そして、それを何年もかけて深めていくこと。
聴く人が心地よく身を浸してくれる音楽を奏でられるようになるには、
やはりそれなりの歳月が必要なのです。

それに、その時々にふさわしい発表会が
あるようにも思います。
16年前の発表会は、
やはり16年前の生徒さんたちの時期に応じた、
当時の教室にピッタリくる発表会でした。

今はほとんどの生徒さんが、
あの頃と同じ発表会では逆に不自然さが伴う、
落ち着いた年齢になりました。

まだ小さな子も数名いますが、
この子たちには成長したお兄さんお姉さんの姿、
趣味を満喫する愛好家の方々の熱演を聴き、
刺激を受けるいい空間になっているとも思います。

その時々に応じた教室の姿があるものなのですね。
いつも同じ姿なのではなく、
生徒さんの成長、私の成長とともに、
「教室のかたち」が変化していくということ。

昨日の発表会を見に来てくださった、
生徒さんのお友だちが、
私にピアノを習いたいとおっしゃっていたことを、
親御さんから伺いました。

ところが、私には空きがありません。
正確にいうと2,3年後の子どもの成長に応じた、
空き時間がないんですよね。
夕方から夜10時頃までの時間は、
今後も空く予定がないからです。

小学低学年では早い時間帯にレッスンできても、
2,3年後には学校から帰ってくる時間が遅くなり、
夕方以降でなければレッスンに通えなくなります。

そうなると私には空き時間がないのですから、
どこか他のお教室に移っていただくしかなくなってしまいます。
そう考えると、現在の私が受け入れられるのは、
早い時間帯に来られる大人の生徒さんだけ、
ということになってしまうんですよね。

教室も年を取っていくものなのだなぁと実感しています。
今いる生徒さんたちと共に年を重ねていくのが、
私の「教室のかたち」なのでしょう。
生徒さんたちはおじちゃんおばちゃんになり、
私はおばあちゃんになり。

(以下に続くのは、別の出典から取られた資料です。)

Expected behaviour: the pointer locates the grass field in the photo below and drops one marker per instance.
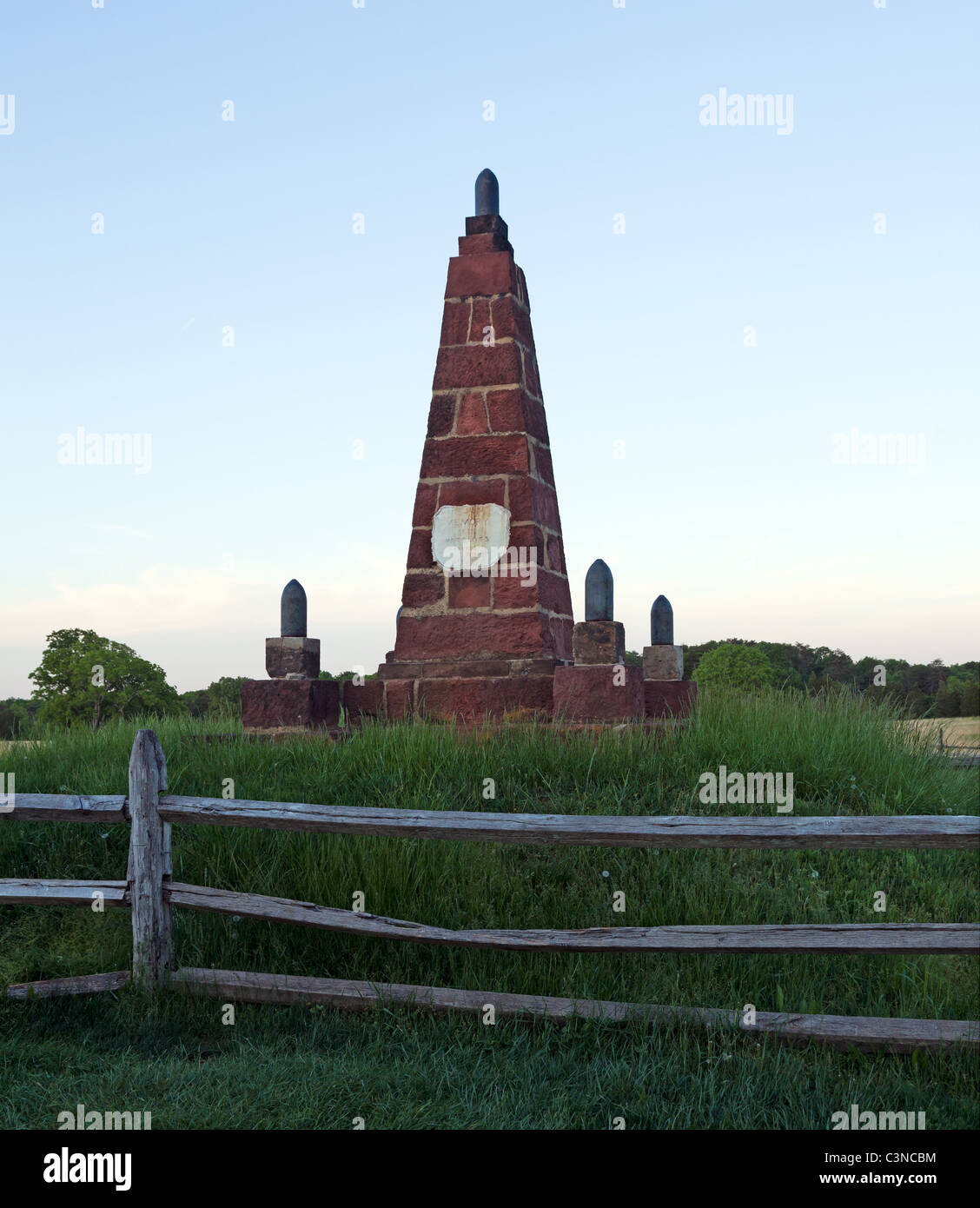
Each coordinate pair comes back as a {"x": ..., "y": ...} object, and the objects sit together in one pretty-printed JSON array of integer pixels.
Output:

(笑)

昨日の発表会会場は飲食が可能だったので、
本番後に親睦会を開きました。
会場のフルコンを弾きたい放題!
みんなに「遊び弾きしたい楽譜を持ち寄るように」
と伝えてありました。

連弾譜を持ってくる人、
ヴァイオリンとヴァイオリンの伴奏譜を持ってくる人、
本番弾いた曲をもう一度弾く人、
レッスンで以前習った曲を弾く人。
気づけばピアノの空く時間がほとんどない、
音楽三昧な親睦会となりました。

みんながみんなの音楽に耳を傾け、
恥ずかしい人は「しゃべってて〜!!!」と大声で叫ぶという。(笑)

コミックエッセイ『発達障碍でもピアノが弾けますか?』の第20話で、
クリスマスサロンコンサートの雰囲気をお伝えしましたが、
今回は飲食がついていたということで、
さらにバージョンアップした感じでした。

あのときはたまたま時間が余ってのことだったので、
遊ぶ準備ができていませんでしたが、
今回はみんなフルコンで遊ぶ気満々でやってきており、準備万端!
思っていたより1時間以上解散時間が伸びるほど、
音楽三昧&おしゃべりし放題&食べ放題な時間となりました。


なんて素敵な音楽仲間に囲まれた人生だろう!


そう主人と語り合いながら帰途につきました。
こんなに長いブログ記事を書きつつ、
もっともっといろぉんなことが私の頭の中では駆け巡っています。
みんなの表情、演奏、会話。
昨日1日のことが頭の中で再生し続けていて。(笑)

音楽に身を浸すことの心地よさ。
音楽を共に味える仲間がいる幸せ。
音楽って最高〜! と思えた一日でした。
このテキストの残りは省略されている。